О такой судьбе как раз мечтал один из тех, кто находился на собрании. Вернее, одна. Таковыми были стимулирующие причины для Виктории, которая всё больше замыкалась в себе, становясь интровертом, переживающая выворачивающие наизнанку боли под покровами её души. Анонимный тест на медицинском форуме определил у неё пока что только начальную стадию душевного заболевания: звучащие мысли, которые транслировались подобно вечному радиоприёмнику, развивающаяся амбивалентность и несуществующие люди. Разумеется, все эти IT-тесты – ерунда, и девушке следовало бы обратиться к врачу, но разве было ли это возможно при её теперешнем статусе? Невольное возвращение в прошлое, и возможное достижение цели. Синдром Наполеона.
И вот она поднимает руку и высказывает своё желание рискнуть. Неодобрительные взгляды уставлены в её сторону, что девушку ни чуть не тревожит. Дементьева не колеблется: она уверена в себе, а иначе почему именно на её шее “Сердце революции”? Это можно было бы назвать перетягиванием одеяла на свою сторону, но из большинства трусливых и адекватных коллег вряд ли кто-то рискнул собой ради воздушных замков. А с другой стороны напрашивается вопрос: зачем они тогда все здесь собрались?

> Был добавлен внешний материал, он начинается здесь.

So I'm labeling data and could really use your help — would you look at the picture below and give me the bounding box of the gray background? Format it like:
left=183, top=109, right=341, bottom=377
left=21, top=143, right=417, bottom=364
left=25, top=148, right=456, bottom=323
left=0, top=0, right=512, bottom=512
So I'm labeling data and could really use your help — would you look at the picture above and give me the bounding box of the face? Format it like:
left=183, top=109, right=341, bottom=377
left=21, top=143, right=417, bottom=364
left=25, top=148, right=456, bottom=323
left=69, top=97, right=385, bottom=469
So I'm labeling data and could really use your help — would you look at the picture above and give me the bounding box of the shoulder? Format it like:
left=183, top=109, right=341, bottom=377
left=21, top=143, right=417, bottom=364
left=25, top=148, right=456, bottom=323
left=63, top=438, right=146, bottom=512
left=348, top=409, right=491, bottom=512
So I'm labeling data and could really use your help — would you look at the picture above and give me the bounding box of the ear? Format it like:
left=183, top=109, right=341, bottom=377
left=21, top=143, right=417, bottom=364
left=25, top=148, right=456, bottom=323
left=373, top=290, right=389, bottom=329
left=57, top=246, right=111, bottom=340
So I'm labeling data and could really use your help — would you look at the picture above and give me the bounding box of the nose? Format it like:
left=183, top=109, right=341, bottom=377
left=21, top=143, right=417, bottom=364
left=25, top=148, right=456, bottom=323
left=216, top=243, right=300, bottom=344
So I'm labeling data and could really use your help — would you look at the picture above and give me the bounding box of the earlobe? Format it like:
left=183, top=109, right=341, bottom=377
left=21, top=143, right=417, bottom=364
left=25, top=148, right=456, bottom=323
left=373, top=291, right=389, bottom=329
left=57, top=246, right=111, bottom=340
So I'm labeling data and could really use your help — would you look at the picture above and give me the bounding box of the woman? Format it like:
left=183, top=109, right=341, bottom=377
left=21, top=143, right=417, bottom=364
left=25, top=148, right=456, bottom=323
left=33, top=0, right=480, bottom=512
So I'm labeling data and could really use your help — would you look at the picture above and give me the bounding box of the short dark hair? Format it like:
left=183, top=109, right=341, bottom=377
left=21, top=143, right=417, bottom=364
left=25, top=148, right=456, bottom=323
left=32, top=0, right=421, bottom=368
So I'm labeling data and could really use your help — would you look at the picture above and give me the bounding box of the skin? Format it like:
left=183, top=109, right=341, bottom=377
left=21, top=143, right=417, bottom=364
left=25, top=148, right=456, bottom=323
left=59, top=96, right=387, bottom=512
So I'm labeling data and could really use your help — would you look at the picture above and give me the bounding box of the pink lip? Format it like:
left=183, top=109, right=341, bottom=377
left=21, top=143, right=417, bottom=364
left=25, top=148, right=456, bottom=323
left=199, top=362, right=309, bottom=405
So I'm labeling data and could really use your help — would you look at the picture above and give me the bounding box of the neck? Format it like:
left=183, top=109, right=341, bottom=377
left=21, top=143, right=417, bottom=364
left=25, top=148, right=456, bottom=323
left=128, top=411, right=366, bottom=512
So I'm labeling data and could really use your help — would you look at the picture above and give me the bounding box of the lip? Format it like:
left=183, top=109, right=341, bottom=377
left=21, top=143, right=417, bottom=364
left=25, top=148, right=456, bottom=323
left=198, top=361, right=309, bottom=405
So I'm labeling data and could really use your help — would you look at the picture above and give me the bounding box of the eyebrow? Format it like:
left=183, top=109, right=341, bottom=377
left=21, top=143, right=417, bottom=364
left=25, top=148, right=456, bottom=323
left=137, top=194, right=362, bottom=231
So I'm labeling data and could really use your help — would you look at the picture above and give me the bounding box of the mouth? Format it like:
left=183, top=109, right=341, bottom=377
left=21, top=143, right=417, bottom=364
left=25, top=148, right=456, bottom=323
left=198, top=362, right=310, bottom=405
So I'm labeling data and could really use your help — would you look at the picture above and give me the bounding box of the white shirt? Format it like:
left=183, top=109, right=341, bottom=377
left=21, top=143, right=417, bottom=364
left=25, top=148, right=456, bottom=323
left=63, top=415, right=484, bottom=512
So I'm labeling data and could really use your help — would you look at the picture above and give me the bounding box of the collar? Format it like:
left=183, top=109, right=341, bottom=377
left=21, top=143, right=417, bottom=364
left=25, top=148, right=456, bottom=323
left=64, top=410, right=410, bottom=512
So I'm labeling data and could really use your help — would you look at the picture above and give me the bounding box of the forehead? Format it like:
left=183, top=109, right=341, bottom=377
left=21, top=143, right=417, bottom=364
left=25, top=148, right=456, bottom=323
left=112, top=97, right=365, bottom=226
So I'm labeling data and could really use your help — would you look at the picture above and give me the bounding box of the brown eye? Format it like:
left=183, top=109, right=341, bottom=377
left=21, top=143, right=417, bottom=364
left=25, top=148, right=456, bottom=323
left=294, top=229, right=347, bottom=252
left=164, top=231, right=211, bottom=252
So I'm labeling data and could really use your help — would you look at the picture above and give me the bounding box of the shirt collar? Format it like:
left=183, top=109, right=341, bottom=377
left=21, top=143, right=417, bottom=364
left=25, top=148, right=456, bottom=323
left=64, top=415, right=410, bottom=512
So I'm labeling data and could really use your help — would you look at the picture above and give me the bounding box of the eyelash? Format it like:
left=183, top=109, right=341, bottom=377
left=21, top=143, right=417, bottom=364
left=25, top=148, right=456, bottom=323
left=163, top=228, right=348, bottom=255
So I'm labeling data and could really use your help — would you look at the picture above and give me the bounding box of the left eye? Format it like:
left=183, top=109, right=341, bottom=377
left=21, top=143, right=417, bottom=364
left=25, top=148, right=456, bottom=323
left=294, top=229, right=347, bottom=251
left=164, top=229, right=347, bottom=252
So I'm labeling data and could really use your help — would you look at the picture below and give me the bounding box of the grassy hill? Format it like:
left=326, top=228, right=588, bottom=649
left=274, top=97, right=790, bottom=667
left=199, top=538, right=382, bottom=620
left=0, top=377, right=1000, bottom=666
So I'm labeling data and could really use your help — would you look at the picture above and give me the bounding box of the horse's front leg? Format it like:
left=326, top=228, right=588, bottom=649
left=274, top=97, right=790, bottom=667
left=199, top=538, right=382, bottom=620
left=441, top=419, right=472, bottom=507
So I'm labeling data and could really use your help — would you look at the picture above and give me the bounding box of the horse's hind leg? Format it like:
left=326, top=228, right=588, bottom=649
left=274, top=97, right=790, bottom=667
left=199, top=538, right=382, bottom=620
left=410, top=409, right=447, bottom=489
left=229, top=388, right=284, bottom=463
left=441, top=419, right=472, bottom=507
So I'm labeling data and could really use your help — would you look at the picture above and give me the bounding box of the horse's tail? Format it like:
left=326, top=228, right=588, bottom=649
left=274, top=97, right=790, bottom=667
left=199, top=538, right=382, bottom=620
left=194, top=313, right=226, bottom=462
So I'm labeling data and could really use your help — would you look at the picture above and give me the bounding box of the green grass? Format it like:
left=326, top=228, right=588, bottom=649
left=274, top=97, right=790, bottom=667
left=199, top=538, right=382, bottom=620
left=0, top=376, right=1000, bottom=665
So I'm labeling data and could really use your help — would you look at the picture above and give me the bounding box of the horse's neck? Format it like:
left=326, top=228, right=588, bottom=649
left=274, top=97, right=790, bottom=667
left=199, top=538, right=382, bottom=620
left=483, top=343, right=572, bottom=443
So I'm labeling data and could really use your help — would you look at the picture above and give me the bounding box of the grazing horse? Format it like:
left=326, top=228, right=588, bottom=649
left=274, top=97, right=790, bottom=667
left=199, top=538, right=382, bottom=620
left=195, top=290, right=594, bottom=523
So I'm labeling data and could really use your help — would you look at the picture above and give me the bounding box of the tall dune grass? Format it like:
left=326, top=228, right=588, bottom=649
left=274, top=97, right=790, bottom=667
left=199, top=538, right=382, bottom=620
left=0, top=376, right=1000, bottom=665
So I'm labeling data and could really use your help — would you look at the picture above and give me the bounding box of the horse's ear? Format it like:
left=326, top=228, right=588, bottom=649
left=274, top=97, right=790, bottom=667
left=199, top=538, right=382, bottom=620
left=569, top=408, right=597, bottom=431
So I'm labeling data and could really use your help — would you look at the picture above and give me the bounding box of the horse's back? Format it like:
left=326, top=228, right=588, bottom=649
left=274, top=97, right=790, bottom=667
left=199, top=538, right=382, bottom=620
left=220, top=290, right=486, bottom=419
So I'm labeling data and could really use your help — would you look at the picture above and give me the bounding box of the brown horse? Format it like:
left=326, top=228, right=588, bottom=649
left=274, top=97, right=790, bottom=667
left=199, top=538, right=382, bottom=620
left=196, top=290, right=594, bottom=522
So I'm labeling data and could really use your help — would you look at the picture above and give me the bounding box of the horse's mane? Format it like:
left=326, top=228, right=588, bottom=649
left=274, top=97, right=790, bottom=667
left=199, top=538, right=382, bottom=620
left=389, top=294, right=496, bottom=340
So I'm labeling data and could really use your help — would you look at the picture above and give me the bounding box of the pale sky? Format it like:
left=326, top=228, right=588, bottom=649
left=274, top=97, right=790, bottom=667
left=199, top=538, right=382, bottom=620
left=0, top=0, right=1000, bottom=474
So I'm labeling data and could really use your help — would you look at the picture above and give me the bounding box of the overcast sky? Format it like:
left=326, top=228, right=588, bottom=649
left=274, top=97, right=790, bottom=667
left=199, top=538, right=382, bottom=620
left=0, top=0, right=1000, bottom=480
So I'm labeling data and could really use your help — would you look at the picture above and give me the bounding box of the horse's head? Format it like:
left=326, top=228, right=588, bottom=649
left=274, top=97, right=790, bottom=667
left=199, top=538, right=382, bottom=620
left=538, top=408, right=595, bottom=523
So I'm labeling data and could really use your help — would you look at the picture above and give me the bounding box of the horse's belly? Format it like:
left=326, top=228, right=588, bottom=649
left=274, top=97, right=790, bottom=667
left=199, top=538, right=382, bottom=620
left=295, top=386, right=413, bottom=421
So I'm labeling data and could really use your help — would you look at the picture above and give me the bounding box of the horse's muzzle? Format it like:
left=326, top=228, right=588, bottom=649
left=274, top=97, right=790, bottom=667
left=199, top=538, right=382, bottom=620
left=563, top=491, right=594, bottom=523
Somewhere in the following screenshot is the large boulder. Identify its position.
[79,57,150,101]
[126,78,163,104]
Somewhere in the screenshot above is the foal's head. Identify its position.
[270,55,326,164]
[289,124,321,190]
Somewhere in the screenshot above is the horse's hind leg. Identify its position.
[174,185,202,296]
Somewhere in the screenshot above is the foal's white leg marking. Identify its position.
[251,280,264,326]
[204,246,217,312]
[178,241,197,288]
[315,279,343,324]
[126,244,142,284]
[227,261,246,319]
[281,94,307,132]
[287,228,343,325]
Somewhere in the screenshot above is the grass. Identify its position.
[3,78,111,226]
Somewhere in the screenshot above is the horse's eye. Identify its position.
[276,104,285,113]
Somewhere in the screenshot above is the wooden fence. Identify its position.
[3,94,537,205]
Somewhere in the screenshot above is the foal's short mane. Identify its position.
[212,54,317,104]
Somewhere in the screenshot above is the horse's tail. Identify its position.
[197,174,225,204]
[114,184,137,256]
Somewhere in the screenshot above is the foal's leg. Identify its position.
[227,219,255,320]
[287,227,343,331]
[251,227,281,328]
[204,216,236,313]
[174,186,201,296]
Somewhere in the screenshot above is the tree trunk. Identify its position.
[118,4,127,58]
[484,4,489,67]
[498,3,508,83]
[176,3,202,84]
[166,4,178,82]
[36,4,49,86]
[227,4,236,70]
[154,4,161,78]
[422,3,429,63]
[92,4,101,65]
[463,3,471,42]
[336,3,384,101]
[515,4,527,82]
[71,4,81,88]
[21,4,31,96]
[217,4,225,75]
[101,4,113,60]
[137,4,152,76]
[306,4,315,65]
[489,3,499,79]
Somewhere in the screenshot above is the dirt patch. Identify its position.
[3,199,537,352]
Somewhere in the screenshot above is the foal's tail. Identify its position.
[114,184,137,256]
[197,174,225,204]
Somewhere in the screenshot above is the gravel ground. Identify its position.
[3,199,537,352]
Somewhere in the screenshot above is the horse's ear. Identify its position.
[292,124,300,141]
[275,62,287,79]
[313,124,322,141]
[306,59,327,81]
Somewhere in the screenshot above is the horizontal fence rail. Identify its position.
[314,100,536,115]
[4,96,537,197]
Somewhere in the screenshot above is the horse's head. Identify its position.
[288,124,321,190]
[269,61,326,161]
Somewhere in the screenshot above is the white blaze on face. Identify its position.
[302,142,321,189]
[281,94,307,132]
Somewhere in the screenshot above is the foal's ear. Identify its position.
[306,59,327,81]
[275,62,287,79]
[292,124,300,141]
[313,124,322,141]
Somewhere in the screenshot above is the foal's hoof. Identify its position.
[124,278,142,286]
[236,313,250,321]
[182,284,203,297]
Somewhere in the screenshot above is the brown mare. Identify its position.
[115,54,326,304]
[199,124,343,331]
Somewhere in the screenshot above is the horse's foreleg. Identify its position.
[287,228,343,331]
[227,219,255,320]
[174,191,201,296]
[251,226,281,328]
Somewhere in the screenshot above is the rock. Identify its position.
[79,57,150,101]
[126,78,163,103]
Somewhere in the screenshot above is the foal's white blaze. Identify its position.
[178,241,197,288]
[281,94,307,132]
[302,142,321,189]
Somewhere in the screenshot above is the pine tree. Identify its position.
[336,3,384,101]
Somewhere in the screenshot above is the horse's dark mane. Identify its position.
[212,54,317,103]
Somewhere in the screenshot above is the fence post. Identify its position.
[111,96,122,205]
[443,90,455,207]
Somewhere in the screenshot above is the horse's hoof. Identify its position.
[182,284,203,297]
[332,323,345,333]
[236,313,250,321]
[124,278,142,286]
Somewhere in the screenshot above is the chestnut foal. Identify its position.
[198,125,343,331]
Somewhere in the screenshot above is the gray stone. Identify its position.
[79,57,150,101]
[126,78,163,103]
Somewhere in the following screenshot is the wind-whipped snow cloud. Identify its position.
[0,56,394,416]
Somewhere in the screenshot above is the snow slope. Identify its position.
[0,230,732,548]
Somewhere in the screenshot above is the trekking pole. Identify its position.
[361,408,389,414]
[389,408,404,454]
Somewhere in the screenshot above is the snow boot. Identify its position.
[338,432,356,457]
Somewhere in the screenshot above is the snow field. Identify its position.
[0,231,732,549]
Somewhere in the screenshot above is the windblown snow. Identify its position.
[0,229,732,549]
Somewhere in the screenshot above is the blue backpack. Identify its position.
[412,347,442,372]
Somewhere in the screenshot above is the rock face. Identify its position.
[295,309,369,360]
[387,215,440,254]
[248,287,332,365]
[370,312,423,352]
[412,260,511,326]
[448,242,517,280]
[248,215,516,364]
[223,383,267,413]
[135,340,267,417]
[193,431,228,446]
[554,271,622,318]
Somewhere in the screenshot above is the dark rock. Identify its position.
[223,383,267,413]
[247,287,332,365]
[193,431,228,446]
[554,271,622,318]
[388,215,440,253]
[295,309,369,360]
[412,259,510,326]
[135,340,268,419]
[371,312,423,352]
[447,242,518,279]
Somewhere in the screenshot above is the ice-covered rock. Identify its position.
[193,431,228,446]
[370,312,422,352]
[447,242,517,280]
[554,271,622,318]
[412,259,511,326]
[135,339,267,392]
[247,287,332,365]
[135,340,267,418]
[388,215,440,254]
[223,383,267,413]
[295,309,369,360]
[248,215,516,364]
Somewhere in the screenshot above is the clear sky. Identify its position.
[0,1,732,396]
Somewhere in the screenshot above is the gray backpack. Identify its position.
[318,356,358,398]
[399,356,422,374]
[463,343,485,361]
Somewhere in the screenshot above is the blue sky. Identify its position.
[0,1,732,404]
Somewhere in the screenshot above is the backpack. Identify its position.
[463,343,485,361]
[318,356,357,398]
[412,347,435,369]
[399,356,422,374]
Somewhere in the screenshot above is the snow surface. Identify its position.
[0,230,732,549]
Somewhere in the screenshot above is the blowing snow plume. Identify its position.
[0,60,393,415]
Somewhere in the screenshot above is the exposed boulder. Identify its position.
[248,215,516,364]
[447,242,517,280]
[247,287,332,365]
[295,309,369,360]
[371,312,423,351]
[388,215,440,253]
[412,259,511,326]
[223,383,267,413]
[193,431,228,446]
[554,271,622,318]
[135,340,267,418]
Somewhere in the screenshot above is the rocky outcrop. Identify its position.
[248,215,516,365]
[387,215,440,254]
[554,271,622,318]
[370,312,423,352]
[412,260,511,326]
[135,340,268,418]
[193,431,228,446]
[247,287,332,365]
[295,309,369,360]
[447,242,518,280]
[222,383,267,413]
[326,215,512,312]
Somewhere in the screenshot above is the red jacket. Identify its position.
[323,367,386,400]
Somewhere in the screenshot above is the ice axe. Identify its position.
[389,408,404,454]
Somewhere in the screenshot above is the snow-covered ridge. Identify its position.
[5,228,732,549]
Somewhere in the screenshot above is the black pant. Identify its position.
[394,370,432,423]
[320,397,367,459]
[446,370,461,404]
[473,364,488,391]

Благо, что она. Благо, что на это хоть кто-то решился. Ведь некоторые исторические события происходили по причине порой абсурдных и необоснованных решений. Ей же не сказали убивать, что, кстати, тоже служило мотивирующим аргументом. Или решение было действительно неоправданным?
Ввиду того, что Виктория не могла свободно посещать магазины или просто ходить по городу, за всем необходимым для операции оборудованием ходили Анна и Катерина. Дело в том, что на такое мероприятие необходимо было явиться в определённом дресс коде, который полностью соответствовал бы тому типу общества. Выигрыш неразоблачения заключался в том, что это “party” было объявлено маскарадом. Это был ход правительства, дабы разрядить обстановку среди российской элиты. И эсдеки не могли им не воспользоваться.
Это могло быть провокацией, но революционеры умели наносить ответный удар.
Когда наступил, на удивление Круг членов СДСПР собрался в вестибюле, дабы проводить Викторию. Из-за дверей появилась бледная, тонкая ручка, а затем сама Виктория, немного смущённая, вошла в коридор и остановилась. Увидев её, никто не смог сдержать очарованных возгласов и междометий. Перед ними стояла женственная, длинноволосая блондинка в необыкновенно-дорогом платье-макси из алого шифона: открытое декольте демонстрировало открытую шею (без медальона, конечно), в грудях и талии атласная ткань подчёркивала фигуру “песочные часы” девушки, а развивающиеся тонкие складки пикантно очерчивали бедра и полностью скрывали легким объёмом ноги. Это было самое настоящее бальное платье и в этом женственно-роковом образе девушку было просто не узнать. Осветлённые, ухоженные волосы собрали прядями, а выдающую, отросшую чёлку уложили на бок и убрали за ухо. Виктория была похожа на выпускницу и это платье, макияж отчего-то не делали её взрослее, а выдавали её девятнадцать лет.